# AI-PSCI-019: Documentation for Reproducibility

**Week 12 | Module: Integrative Reflection | Time: 90-120 min**

---

In this talktorial, you will learn to document your computational drug discovery pipeline for reproducibility and sharing. Proper documentation ensures your work can be understood, verified, and extended by others.

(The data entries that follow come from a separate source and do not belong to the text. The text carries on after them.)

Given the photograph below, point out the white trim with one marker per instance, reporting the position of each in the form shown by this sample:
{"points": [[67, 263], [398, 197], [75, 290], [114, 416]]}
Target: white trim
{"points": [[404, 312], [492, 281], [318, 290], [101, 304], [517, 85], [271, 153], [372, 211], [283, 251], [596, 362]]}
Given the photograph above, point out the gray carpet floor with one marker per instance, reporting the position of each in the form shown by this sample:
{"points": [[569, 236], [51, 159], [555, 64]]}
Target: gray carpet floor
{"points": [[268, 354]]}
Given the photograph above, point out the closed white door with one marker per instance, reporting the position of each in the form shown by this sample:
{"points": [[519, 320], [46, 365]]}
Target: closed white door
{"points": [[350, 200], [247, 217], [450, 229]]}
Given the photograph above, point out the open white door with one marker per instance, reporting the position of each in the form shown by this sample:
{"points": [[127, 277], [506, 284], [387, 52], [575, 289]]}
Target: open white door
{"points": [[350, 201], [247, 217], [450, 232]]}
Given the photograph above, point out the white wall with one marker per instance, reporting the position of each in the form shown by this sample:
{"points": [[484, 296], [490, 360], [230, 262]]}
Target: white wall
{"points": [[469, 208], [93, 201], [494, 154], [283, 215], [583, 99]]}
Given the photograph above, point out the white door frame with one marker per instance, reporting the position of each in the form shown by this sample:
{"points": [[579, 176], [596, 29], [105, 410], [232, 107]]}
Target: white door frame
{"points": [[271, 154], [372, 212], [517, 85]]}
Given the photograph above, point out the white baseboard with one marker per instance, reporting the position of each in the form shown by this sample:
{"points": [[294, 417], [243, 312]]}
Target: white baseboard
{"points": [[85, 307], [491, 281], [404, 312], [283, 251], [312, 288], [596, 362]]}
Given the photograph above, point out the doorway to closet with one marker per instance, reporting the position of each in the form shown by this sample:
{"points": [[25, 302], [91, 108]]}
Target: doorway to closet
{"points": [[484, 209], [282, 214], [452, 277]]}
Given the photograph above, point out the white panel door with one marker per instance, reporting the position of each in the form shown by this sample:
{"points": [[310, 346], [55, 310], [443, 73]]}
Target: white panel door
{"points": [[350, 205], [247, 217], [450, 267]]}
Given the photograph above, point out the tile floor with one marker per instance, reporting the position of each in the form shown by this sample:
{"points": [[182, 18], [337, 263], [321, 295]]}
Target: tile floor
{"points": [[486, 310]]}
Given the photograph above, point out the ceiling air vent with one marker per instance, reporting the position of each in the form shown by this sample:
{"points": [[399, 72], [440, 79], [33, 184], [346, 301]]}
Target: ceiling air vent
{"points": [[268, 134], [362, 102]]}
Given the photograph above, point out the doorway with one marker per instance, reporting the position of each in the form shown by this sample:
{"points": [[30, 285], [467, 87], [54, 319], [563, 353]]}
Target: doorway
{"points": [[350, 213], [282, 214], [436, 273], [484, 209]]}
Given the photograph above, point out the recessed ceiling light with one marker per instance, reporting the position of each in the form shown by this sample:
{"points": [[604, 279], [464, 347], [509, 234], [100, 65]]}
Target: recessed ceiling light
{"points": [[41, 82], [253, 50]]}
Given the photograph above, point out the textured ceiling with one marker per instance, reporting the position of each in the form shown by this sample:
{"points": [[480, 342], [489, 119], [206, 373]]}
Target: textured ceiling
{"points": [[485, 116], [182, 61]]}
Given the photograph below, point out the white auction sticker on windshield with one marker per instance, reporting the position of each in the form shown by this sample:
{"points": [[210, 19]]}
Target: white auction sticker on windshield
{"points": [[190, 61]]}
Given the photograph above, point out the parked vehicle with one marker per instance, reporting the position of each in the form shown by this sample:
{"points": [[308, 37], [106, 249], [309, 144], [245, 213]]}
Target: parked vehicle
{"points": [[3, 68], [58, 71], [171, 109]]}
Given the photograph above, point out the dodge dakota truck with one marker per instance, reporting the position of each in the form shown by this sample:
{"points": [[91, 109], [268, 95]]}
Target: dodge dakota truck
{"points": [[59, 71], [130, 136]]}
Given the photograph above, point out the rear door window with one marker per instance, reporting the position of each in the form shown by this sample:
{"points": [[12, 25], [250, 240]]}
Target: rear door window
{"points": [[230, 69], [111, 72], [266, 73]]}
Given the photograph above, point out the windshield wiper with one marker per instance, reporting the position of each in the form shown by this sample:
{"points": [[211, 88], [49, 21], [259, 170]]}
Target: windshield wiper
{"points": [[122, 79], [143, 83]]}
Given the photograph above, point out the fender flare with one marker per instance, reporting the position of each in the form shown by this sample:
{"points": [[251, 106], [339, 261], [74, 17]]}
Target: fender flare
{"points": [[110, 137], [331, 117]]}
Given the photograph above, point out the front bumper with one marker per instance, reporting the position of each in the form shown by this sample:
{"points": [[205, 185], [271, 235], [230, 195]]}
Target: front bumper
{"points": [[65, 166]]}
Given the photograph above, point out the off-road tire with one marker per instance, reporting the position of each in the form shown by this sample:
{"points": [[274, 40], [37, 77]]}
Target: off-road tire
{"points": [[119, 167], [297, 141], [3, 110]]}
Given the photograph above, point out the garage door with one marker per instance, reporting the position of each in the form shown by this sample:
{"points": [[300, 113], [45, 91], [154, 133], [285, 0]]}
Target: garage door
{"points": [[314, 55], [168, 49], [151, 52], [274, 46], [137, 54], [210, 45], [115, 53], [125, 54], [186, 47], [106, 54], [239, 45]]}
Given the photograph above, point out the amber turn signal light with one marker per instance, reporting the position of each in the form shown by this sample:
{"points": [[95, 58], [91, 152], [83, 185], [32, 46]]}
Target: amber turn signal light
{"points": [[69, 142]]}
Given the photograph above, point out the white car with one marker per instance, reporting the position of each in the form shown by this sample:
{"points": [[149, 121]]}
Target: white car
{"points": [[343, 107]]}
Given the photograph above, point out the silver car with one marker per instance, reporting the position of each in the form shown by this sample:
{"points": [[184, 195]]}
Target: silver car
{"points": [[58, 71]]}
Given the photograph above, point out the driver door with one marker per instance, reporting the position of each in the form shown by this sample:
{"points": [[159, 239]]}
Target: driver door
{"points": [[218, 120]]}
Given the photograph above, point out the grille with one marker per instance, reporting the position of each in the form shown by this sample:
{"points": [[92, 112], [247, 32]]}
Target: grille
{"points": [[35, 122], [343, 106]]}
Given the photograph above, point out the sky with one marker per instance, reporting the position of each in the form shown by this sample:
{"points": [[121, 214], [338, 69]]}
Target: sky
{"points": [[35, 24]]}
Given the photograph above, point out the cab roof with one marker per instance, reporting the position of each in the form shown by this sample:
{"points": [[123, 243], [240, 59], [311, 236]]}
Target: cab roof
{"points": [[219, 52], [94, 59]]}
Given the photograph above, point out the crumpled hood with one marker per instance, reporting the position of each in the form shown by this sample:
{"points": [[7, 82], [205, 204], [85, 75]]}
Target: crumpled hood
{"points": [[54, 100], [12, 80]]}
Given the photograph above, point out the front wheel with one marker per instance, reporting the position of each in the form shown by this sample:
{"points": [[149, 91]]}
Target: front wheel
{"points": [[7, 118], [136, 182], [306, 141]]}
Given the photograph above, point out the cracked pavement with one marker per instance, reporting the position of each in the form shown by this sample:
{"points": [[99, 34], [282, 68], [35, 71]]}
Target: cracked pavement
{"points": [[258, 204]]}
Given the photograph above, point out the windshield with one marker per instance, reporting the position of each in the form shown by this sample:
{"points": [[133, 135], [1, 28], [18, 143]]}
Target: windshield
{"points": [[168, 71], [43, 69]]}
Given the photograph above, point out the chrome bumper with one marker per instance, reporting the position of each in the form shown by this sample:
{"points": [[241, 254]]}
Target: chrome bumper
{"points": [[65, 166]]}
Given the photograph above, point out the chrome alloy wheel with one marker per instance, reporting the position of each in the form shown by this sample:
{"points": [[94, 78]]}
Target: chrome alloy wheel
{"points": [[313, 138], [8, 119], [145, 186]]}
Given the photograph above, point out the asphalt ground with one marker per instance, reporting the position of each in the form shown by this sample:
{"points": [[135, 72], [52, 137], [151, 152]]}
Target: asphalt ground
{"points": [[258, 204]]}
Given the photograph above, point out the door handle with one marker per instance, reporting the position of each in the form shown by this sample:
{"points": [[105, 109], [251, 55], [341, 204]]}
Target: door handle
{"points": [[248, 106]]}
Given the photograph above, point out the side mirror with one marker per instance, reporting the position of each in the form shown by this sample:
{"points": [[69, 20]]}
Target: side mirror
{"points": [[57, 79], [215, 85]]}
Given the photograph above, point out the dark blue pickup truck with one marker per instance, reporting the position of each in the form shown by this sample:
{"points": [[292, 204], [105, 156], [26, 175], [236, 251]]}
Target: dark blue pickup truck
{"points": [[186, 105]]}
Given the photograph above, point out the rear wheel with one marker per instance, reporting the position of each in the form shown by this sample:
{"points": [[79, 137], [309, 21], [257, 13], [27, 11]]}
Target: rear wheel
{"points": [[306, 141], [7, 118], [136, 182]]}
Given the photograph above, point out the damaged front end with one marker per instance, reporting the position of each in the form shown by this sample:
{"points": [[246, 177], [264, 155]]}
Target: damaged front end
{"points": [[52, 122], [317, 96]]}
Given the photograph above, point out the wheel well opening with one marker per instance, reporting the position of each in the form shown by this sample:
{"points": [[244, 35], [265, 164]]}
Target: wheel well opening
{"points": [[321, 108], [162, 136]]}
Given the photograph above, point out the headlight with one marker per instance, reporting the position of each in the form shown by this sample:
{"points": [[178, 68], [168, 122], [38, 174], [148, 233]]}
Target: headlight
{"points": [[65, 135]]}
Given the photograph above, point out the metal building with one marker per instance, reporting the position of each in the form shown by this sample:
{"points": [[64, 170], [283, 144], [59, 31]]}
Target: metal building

### Why Documentation Matters

In computational drug discovery:
- **Reproducibility crisis**: Many published computational results cannot be reproduced
- **Collaboration**: Team members need to understand and extend your work
- **Publication**: Journals increasingly require code and data availability
- **Career**: Well-documented code demonstrates professionalism

By the end of this session, you'll have a fully documented, GitHub-ready pipeline.

## Learning Objectives

By the end of this talktorial, you will be able to:

1. **Document computational workflows** with clear, structured documentation
2. **Create reproducible environments** using requirements files
3. **Write methods sections** suitable for publication
4. **Prepare code for sharing** on GitHub
5. **Generate automated documentation** from code
6. **Create a README** that enables others to reproduce your work

## Background

### The Reproducibility Standard

A reproducible computational pipeline must include:

| Component | Purpose | Example |
|-----------|---------|--------|
| **Code** | The actual implementation | Python scripts, notebooks |
| **Data** | Input files or access instructions | PDB IDs, ChEMBL queries |
| **Environment** | Software dependencies | requirements.txt, conda.yml |
| **Documentation** | How to run everything | README.md, docstrings |
| **Results** | Expected outputs for verification | Example outputs, checksums |

### Documentation Levels

```
Level 1: Code Comments
    - Inline explanation of tricky logic
    
Level 2: Docstrings
    - Function/class documentation
    
Level 3: README
    - Project-level overview
    
Level 4: Methods Section
    - Publication-ready description
```

### FAIR Principles for Data

- **F**indable: Use persistent identifiers (PDB, UniProt, ChEMBL IDs)
- **A**ccessible: Provide download instructions
- **I**nteroperable: Use standard formats (SMILES, PDB, CSV)
- **R**eusable: Include clear licenses and metadata

---

## Setup

First, let's install the packages we'll use for documentation.

In [None]:
#@title Install Required Packages
!pip install rdkit pandas numpy matplotlib -q
print("Packages installed successfully!")

### Import Libraries

In [None]:
#@title Import Libraries
import os
import sys
import json
import datetime
import inspect
import textwrap
from typing import List, Dict, Optional, Tuple
from dataclasses import dataclass, field, asdict

import pandas as pd
import numpy as np
import matplotlib.pyplot as plt

from rdkit import Chem
from rdkit.Chem import Descriptors, AllChem

print("Libraries imported successfully!")

### Target Configuration

Select your drug target from the dropdown. All subsequent analyses will use your chosen target.

In [None]:
#@title Target Configuration
TARGET = "DHFR" #@param ["DHFR", "ABL1", "EGFR", "AChE", "COX-2", "DPP-4"]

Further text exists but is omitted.